The Time-Us team works on a heterogenous corpus of French handwritten and printed sources spanning from the seventeenth to the twentieth century. These documents are mainly preserved in French local archives, from the four industrial regions that have been mentioned above (for instance, Archives municipales de Lyon, Bibliothèque municipale de Lyon, or Bibliothèque nationale de France in Paris, etc.). The analyzed corpus brings together numerous historical sources, and includes court decisions, petitions, police reports and files, and sociological surveys on living conditions of the working class (especially Les monographies de famille de l’École de Le Play or Le Play’s families’ budgets (Hincker, 2011)). Many of these documents are manuscripts, written by various hands over long periods of time (more than a hundred years for the “Registre de contraventions aux règlements des métiers" that begins in 1670 and ends in 1781 (Lyon, Archives municipales).
This unpublished set of documents constitutes an important corpus of historical sources that is well-suited for applying computational analysis. In this paper, we will present the approach adopted by the Time-Us team to analyze this corpus. We will also discuss the prospects opened up by this project for historical research in terms of digital research workflow.
Our goal consists in applying NLP methods to heterogeneous historical documents, in order to identify and analyze the relevant semantic or syntactic patterns that describe work, remuneration and time budgets. The application of such methods, mainly parsing, will facilitate the analysis of the corpus by creating series of comparable quantitative and qualitative data:
Quantitative data on remunerations, household budgets and time spent for domestic (or unpaid) and non-domestic (or paid) work by women and men.
Qualitative data on paid and unpaid tasks realized by women at home and at work, namely information on the type of the task, its description, its duration and its results. Computational methods will also be used to extract statements describing the women performing these tasks (occupation, social status, age, marital status, family composition), and the relationships between the actors involved in these tasks, especially between men and women (family relationships such as husband and wife, brothers and sisters mothers and sons, or working relationships such as employers and employees).
The analyzed sources can take a number of varied forms. Thus, we chose to work closely with economic and labour historians in the data modelling process. As the corpus gathers together diverse historical sources, the definition of a light and flexible annotation schema, bringing together the history and language processing experts, is a major step to create “gold data” to train parsing models. This gold data take the form of annotated texts encoded in TEI ( Text Encoding Initiative). TEI can be seen as a bridge representation for historians and NLP experts: in this approach, historians annotate a first set of documents in TEI, in order to create training data that can be easily processed and analyzed by NLP experts. Besides, the choice of the TEI allows for the creation of sustainable data, that can be reused in the long term by other projects and researchers. Our aim consists also in creating a flexible TEI data model that will be relevant to modelize differents types of data, and that will enable NLP experts to extract comparable information such as quantitative data (amounts of money, period of time…). In this way, this model could be reused by other research projects especially, but not only, projects of economic and labor history.

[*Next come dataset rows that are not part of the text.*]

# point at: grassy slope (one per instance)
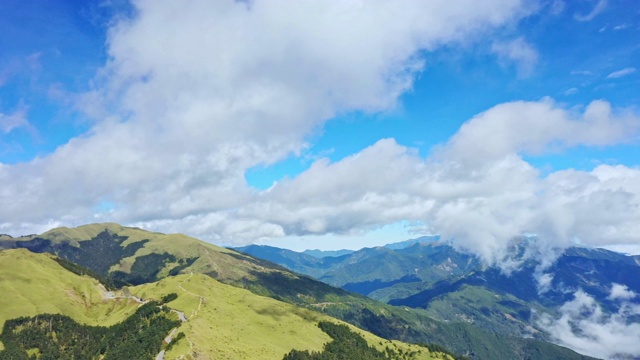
(224, 321)
(267, 279)
(212, 259)
(231, 323)
(33, 284)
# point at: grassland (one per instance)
(33, 284)
(225, 322)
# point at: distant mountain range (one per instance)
(453, 286)
(223, 304)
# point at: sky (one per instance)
(325, 124)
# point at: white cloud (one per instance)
(198, 93)
(621, 73)
(597, 9)
(519, 52)
(10, 122)
(621, 292)
(535, 128)
(557, 7)
(195, 94)
(581, 72)
(585, 328)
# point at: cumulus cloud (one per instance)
(584, 327)
(600, 6)
(517, 51)
(621, 73)
(621, 292)
(10, 122)
(195, 94)
(477, 190)
(536, 128)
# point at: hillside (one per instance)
(141, 257)
(33, 284)
(219, 321)
(454, 287)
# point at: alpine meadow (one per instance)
(319, 179)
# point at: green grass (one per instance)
(231, 323)
(33, 284)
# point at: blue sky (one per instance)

A first step is the transcription of the manuscripts into a simple TEI representation, covering the text and a set of metadata. This task is nothing but trivial, due to the diversity of sources mentioned above, but it is not the scope of this paper. Then, the representation is enriched by annotation layers. The first annotation layer is the recognition of tasks and occupations, linked to their associated amounts of money, and the actors of the transaction. The extraction of Named Entities such as person and place names is also necessary in order to properly analyse how gender and localization influence remuneration.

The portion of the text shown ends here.